Swedish payments firm hits $31bn valuation
Regulators raised concerns over ‘buy now, pay later’
KLARNA Bank AB said it raised $1bn (€830bn) at a valuation of $31bn, triple the price investors gave the Swedish payments firm during its last funding round, after rapid growth in its US business. Europe’s most valuable startup initially set out to raise $500m.
Klarna CEO Sebastian Siemiatkowski said high investor demand led to this doubling, but could have gone as high as $3bn. It had been valued at $10.65bn as recently as September.
“What definitely has accelerated and changed is the success in the US market,” Mr Siemiatkowski said in an interview. Investors are seeing Klarna getting ahead of its competitors, he said. “I think that has changed the perspective and changed the view on our valuation.”
The company has about 90 million users worldwide and the US is on track to overtake Germany as its biggest market by the end of 2021. It said last week it had signed up 20 of the top 100 brands in the US and attracted a million new customers a month there in the last quarter of 2020.
Klarna competes with PayPal and Square as well as traditional credit cards. It lets customers “buy now and pay later” in four interest-free installments when they shop online or in store with brands such as Abercrombie & Fitch, H&M, Adidas and Lululemon. Retailers give it a cut of purchases to cover costs. It also offers savings accounts and
other banking services.
Fintech firms have seen more people take advantage of their products during the pandemic, which spurred a shift to e-commerce while stores were forced to close. Klarna has previously said it doesn’t expect the rollout of vaccines to completely reverse that trend, as shoppers learn new habits.

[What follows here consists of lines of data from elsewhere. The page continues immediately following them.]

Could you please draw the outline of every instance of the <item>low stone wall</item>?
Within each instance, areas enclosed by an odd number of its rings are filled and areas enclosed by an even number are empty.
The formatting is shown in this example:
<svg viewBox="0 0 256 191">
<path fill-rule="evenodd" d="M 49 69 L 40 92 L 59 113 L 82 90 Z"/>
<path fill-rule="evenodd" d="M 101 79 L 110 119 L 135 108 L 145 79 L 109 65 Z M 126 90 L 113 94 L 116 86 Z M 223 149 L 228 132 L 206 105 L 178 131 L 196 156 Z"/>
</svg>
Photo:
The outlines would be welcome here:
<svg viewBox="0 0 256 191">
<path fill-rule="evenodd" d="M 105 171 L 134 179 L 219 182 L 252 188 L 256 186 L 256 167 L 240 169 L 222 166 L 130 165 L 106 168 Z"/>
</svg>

But the interest-free buynow pay-later business model has also faced scrutiny from regulators, such as in the UK., where they’re concerned it encourages people to spend more than they can afford.
PayPal launched a similar point-of-sale loan product in Britain last year.
Mr Siemiatkowski said the fresh funding would help Klarna further challenge the credit card industry. Buy-now pay-later services offered a more egalitarian system by giving every consumer the same offer, he said.
“There’s a number of investors out there that agree with us,” he said. “They see that this credit card industry is actually at its core flawed and needs some innovation.”
Klarna will use some of the money to acquire technology companies. Mr Siemiatkowski said he was “less keen” on M&A with competitors because of the complexities of integrating new services, but was interested in targets that could help people save time or money. He said about $10m would also be donated to organisations helping to combat climate change.
As the company’s valuation has soared, so has speculation about a public listing. Mr Siemiatkowski said he was “excited and intrigued” by the idea of a direct listing.